The  book starts out with a father taking his ten year old son to a secret place called “the Cemetery of Forgotten Books”, a place where books go when they have been abandoned or lost. The boy, the main character, must select a book from the hundreds of thousands in the dark mystical place, adopt it and promise to make sure that it is not forgotten. The book the boy finally selects is called ‘the Shadow of the Wind’ written by an obscure author known to just a handful of people.

The boy, Daniel, is so mesmerized when he reads this book that he sets out to discover its history and the life of its author. That’s when trouble starts; the more he discovers, the more terrifying and mysterious its author becomes. A character from the book, no less than Satan incarnate, comes alive and starts killing people when Daniel starts discovering the tragic life of its author and all those connected with him.

I was skeptical when I first picked it up but after reading just a few pages, I was hooked. I generally read two or three different books at the same time and switch between them as my mood dictates. But once I started reading this book, I laid all others aside till I finished it. A very powerful tale told with élan and impeccable style with just the right amount of humor to ease off the tension. But the book is not simple, a myriad of twist and turns of the plot and stories within stories keeps the reader hooked till the final conflict in the end. This book is set in the early and middle of the last century in Barcelona when there was always a shadow of war in the background – a civil war and then the second World War.

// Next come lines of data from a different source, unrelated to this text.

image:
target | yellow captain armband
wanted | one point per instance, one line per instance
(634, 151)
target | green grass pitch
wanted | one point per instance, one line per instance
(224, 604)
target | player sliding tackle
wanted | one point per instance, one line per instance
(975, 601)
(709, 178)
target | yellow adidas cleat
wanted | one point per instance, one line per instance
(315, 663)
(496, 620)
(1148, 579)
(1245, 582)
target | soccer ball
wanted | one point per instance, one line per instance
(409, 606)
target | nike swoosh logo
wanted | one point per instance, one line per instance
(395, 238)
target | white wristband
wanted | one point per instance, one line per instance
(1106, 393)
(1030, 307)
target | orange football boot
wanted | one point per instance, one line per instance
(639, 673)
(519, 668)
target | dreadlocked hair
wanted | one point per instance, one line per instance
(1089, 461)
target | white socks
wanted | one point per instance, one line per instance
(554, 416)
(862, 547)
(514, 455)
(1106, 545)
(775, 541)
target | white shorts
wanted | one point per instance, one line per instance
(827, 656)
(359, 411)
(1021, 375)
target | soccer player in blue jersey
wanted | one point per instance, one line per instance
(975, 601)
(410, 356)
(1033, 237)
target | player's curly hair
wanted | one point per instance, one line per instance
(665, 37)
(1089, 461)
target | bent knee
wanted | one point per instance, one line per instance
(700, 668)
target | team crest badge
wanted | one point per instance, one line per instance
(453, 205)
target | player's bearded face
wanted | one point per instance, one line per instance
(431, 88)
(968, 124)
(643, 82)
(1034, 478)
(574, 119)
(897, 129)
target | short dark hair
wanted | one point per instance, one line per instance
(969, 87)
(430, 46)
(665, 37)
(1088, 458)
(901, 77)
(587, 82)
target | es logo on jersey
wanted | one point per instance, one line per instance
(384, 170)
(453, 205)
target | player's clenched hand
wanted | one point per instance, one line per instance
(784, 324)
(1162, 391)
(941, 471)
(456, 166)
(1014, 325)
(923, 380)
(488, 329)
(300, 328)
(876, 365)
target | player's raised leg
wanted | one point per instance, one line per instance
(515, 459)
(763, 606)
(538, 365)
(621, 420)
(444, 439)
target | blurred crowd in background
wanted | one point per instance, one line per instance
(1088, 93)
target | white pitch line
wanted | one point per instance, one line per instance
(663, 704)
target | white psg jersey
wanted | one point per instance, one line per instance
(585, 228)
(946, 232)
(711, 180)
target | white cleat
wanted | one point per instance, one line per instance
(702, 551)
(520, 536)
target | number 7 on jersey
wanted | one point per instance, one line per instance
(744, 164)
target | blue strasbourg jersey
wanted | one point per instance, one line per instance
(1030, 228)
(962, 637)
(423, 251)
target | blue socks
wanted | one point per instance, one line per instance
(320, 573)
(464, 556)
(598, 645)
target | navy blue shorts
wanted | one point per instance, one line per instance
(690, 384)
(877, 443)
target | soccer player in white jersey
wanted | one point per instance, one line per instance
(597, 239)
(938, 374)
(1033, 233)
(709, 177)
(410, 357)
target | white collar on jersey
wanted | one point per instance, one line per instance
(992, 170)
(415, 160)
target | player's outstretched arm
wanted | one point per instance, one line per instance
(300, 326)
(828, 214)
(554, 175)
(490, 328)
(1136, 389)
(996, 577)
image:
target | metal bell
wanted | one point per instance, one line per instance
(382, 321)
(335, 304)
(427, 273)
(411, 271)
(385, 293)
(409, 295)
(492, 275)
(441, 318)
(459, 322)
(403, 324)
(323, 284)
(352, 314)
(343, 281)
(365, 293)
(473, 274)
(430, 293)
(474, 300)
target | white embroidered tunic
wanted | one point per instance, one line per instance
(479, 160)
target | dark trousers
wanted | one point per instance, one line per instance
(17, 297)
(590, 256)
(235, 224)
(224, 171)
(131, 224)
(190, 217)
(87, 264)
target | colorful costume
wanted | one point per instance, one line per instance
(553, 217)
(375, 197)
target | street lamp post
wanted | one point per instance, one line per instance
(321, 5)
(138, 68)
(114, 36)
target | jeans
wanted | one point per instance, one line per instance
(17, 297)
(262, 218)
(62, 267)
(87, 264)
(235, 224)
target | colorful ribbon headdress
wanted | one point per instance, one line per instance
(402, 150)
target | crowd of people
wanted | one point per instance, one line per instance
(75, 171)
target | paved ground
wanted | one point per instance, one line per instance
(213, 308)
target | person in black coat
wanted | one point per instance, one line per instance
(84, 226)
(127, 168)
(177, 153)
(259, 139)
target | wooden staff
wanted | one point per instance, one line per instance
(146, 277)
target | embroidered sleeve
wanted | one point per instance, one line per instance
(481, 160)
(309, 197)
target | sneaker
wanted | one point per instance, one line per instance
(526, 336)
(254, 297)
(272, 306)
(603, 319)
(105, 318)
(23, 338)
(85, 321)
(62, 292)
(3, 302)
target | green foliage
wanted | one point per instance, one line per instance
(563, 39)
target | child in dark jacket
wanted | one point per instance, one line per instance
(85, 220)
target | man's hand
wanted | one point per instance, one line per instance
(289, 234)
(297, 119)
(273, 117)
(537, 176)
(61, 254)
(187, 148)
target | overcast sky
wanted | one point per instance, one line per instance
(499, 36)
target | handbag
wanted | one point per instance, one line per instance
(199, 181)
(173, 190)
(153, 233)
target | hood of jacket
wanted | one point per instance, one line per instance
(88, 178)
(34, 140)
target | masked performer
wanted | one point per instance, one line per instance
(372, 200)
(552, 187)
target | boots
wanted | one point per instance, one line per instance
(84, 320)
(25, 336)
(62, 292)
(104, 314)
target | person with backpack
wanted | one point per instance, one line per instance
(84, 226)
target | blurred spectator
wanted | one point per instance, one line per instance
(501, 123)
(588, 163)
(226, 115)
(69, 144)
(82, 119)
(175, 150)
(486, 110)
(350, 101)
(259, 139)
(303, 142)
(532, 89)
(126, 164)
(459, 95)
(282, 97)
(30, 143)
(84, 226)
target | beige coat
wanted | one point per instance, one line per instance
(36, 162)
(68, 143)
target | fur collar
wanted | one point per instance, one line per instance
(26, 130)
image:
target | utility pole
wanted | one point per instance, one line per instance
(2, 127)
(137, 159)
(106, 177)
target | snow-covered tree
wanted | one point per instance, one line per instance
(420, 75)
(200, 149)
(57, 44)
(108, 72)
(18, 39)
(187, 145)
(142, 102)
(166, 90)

Zafon’s prose is both fluid and complex. You can see the images in full color in your mind when you read his words. You can also smell, taste and feel whatever he wants you to when you are in his world. Like many other great books I have read, this book is ultimately about the perpetual war between good and evil we all carry within ourselves with all the grays that form the fabric of our being. Its also about loss and redemption – of life, of love and of your soul. You get so lost in his world that you start comparing yourself and start taking sides of fictional characters in this book. It takes a lot of skill to weave a magic this personal through scribbles on a piece of paper and Zafon is an effortless weaver.

This is the first book I have read from this author and I am sure I will be reading a lot more of his work in the future. This one has far exceeded my expectations and I have no doubt that his future work will be just as impressive if not more. It’s a rare talent that can leave such a profound impression from a mere translation.